Above is an example line from the final JSONL run file, with the following fields:

metadata: Metadata for this run.
team_id: Unique identifier for the team.
run_id: Unique identifier for the run, specifying both the team and the method used. Each run must have a different run_id, and all run_id submitted by the same team should share a common prefix to associate them with the team.
topic_id: The id of the topic.
responses: A list of objects, each representing a generated answer sentence with:
- text: One generated answer sentence in plaintext..
- citations: A list of up to 3 PMIDs that support this answer sentence. The citations for a sentence may be empty, and their order does not matter.

Datasets

Corpus: We are using the latest PubMed baseline as our corpus to retrieve relevant documents. The processed corpus can be downloaded from here. The starter kit includes a script to automatically download the processed corpus and index it using PySerini.

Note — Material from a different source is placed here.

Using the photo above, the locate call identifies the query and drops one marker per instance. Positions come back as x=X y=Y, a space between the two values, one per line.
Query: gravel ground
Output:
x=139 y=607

The question-answer pairs (Task A) and topics (Task B) will be available from the TREC Active Participants Site. The participants can use the BioGen 2024 assessment to develop their systems.

Participation

Please follow the TREC 2025 registration guidelines from their Call for Participation.

Communication

Once you complete the NIST registration process, you should receive an invitation to NIST’s workspace and be granted access to our Slack channel: #trec-biogen-2025. You can also join our Google group here.

Evaluation

Task A: TBA
Task B (Reference Attribution): We will follow the evaluation approach used in BioGen 2024. More details can be found here

Organizers

Deepak Gupta - National Library of Medicine, NIH
Dina Demner-Fushman - National Library of Medicine, NIH
Bill Hersh - Oregon Health & Science University
Steven Bedrick - Oregon Health & Science University
Kirk Roberts - UTHealth Houston

There are other tracks in TREC 2025 that feature RAG tasks, with a similar submission format to encourage cross-participation. Participants are welcome to adapt their RAG systems for those tracks to explore their performance across diverse scenarios.